Figure 2436b. Undulate NiSi + NiSi2 film formed due to fluoride contamination: (a) TEM image of nickel silicide film (Adapted from [5]). White arrow "1" points to thicker NiSi, while arrow "2" points to thinner NiSi2. (b) Schematic illustration of the formation process of the structure in (a). The blue box represents the area of the as-deposited Ni film. The area marked by the dotted green curve represents the final nickel silicide as shown in (a).
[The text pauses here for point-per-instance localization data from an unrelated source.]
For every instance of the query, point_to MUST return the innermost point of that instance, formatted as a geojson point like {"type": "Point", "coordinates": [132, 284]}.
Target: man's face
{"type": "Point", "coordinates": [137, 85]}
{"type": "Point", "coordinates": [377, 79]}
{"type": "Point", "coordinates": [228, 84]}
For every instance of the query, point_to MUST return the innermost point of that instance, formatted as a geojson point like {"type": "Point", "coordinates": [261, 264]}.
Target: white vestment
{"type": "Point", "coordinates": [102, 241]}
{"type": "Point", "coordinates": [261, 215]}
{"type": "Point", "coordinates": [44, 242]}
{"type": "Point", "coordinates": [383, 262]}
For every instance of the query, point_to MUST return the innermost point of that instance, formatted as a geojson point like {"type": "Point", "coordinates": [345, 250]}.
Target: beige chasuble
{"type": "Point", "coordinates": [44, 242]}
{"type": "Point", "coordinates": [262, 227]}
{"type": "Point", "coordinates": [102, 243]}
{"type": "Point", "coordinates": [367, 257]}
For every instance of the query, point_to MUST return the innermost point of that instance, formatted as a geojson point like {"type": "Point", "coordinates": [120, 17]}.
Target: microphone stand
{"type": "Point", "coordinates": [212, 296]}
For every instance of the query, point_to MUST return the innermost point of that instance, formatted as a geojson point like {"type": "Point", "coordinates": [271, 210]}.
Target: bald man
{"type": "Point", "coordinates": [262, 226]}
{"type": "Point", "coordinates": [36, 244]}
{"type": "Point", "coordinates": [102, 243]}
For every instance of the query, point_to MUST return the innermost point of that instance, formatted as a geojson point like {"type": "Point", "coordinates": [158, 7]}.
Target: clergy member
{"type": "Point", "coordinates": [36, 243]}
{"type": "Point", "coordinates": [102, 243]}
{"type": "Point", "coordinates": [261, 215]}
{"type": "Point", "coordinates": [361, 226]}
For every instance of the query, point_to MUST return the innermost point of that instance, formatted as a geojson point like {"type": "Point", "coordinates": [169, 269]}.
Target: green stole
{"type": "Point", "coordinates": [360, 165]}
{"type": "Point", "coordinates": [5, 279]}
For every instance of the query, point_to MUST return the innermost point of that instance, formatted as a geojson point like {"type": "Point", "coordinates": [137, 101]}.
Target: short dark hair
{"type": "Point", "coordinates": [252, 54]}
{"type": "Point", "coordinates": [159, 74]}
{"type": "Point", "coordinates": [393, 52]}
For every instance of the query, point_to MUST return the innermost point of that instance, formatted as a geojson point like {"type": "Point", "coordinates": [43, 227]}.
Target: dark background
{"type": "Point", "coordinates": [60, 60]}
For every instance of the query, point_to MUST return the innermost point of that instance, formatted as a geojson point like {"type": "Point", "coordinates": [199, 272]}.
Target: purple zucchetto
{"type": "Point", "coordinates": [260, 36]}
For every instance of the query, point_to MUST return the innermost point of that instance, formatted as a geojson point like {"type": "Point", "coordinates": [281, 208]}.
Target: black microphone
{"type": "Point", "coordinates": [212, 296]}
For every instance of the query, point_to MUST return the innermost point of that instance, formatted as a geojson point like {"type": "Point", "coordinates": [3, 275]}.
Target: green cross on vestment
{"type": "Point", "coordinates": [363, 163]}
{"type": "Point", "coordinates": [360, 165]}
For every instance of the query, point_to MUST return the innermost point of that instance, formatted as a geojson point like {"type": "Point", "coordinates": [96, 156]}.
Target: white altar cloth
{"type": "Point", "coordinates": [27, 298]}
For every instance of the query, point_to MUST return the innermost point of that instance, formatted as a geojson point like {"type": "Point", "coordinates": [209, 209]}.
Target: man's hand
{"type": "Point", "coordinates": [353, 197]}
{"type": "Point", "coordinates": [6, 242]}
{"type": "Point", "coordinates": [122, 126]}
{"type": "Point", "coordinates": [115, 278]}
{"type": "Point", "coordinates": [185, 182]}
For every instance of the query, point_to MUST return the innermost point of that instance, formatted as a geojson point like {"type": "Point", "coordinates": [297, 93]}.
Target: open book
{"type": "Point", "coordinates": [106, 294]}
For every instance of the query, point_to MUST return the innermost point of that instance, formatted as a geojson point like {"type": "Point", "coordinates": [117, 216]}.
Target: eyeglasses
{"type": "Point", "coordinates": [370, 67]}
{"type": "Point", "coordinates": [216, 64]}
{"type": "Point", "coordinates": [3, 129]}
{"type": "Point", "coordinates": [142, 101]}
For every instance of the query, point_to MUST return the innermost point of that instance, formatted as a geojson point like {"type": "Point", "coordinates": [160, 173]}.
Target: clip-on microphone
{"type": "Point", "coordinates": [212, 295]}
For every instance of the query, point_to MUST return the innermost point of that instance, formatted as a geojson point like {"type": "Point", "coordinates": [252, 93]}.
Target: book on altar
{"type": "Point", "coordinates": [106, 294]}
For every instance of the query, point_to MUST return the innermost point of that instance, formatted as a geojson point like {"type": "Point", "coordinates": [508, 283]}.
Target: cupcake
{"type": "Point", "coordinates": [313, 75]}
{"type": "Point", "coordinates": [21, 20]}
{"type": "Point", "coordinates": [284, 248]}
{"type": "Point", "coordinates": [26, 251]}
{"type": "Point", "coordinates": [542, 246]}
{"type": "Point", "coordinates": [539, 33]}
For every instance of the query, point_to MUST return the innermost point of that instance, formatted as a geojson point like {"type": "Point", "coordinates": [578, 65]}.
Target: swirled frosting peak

The white spots indicate vacancies that are formed due to Ni out-diffusion during the initial annealing process, while the blue arrows indicate the direction of the Ni out-diffusion. The red lines at the initial interface between the as-deposited Ni and Si substrate represent fluoride (F) contaminants. The green arrows indicate the Si diffusion into the vacancy areas during the second annealing process.

Note that the fluorine contamination on Si wafers can be investigated with XPS analysis.



[1] Y. N. Hua, S. Redkar, C. K. Lau, “A Study on Non- Stick Aluminium Bondpads due to Fluorine Contamination using SEM, EDX, TEM, IC, Auger, XPS and TOF-SIMS Techniques,” Proceedings from the 28th International Symposium for Testing and Failure Analysis, Phoenix, Arizona, November, 2002, pp. 495-504.
[2] Paul Yu, Jamie Su, Qiang Gao, Ming Li, Chorng Niou, Study of Aluminum Pad Contamination Sources during Wafer Fabrication, Shipping, Storage and Assembly, International Symposium on High Density packaging and Microsystem Integration, 2007. HDP '07.
[3] R. Yang, N. Su, P. Bonfanti, J. Nie, and J. Ning, “Advanced in situ pre-Ni silicide (Siconi) cleaning at 65 nm to resolve defects in NiSix modules,” J. Vac. Sci. Technol. B, vol. 28, no. 1, pp. 56–61, Jan. 2010.
[4] T. Yamaguchi, K. Kashihara, S. Kudo, T. Tsutsumi, T. Okudaira, K. Maekawa, Y. Hirose, K. Asai, and M. Yoneda, “Characterizations of NiSi2-whisker defects in n-channel metal-oxide-semiconductor fieldeffect transistors with <110> Channel on Si(100),” Japan. J. Appl. Phys., vol. 49, no. 12, pp. 126–503, Dec. 2010.
[5] Takuya Futase, and Hisanori Tanimoto, Fluoride Contamination Induced NiSi2 Film Formation in a Gate NiSi Line, IEEE Transactions on Semiconductor Manufacturing, 26(3), (2013) 355.